Experts now advocate for what researchers call Integrated Pest Management (IPM) — a structural approach that treats chemical control as a last resort rather than a first response. The core strategies include improving waste containment, sealing building entry points, eliminating food sources, and establishing long-term monitoring systems. Emerging technologies are also entering the toolkit: Bluetooth-enabled smart traps that transmit real-time rodent activity data, and contraceptive baits designed to reduce populations gradually without lethal methods. According to a 2024 peer-reviewed study in the Journal of Pest Science, the most durable results come from coordinated, community-wide campaigns that combine habitat modification with sustained public engagement — not one-off extermination drives.

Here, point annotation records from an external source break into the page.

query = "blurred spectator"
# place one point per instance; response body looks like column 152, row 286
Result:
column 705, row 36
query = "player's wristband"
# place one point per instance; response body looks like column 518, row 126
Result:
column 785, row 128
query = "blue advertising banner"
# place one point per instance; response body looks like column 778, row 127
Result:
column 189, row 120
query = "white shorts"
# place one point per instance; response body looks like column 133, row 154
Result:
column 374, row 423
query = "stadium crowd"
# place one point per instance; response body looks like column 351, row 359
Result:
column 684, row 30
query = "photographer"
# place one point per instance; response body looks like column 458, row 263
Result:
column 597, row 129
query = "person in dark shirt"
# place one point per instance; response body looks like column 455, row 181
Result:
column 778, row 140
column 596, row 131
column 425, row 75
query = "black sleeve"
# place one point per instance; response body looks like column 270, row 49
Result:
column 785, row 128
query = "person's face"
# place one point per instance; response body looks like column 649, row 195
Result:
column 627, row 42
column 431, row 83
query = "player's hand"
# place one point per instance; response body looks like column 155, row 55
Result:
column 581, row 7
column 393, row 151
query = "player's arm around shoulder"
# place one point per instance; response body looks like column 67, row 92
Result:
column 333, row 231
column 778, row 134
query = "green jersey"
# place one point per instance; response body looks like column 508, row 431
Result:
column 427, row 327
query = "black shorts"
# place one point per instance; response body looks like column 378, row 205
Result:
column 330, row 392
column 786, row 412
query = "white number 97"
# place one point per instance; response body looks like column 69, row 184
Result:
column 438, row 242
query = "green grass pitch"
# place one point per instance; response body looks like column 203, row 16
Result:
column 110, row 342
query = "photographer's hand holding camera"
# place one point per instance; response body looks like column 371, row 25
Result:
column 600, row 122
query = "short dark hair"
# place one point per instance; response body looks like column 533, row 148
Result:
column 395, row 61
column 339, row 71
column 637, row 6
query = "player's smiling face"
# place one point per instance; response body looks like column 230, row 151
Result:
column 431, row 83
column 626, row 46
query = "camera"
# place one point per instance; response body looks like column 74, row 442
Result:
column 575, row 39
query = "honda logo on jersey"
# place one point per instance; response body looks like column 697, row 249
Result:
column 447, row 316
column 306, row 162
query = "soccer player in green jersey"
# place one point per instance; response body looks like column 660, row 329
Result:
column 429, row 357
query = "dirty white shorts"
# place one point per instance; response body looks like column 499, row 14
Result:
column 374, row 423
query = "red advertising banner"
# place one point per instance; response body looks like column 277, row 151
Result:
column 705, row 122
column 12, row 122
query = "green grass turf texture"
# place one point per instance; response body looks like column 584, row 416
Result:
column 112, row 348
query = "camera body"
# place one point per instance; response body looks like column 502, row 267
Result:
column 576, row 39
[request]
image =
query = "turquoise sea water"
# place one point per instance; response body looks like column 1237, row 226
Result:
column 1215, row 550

As Climate Change Worsens, Cities Must Adapt to Growing Rat Problems

Taipei's experience is not unique — it is an early warning of a trend that will intensify as the planet warms and cities grow denser. The challenge is no longer whether cities can wipe out rats entirely, but whether they can adapt fast enough to keep populations under control.

For Taipei, the coming years will test not only public-health systems but also political accountability and the city's ability to modernize urban policy. The rats visible in markets and the recent Hantavirus death may be the first clear signals of a much larger shift already underway.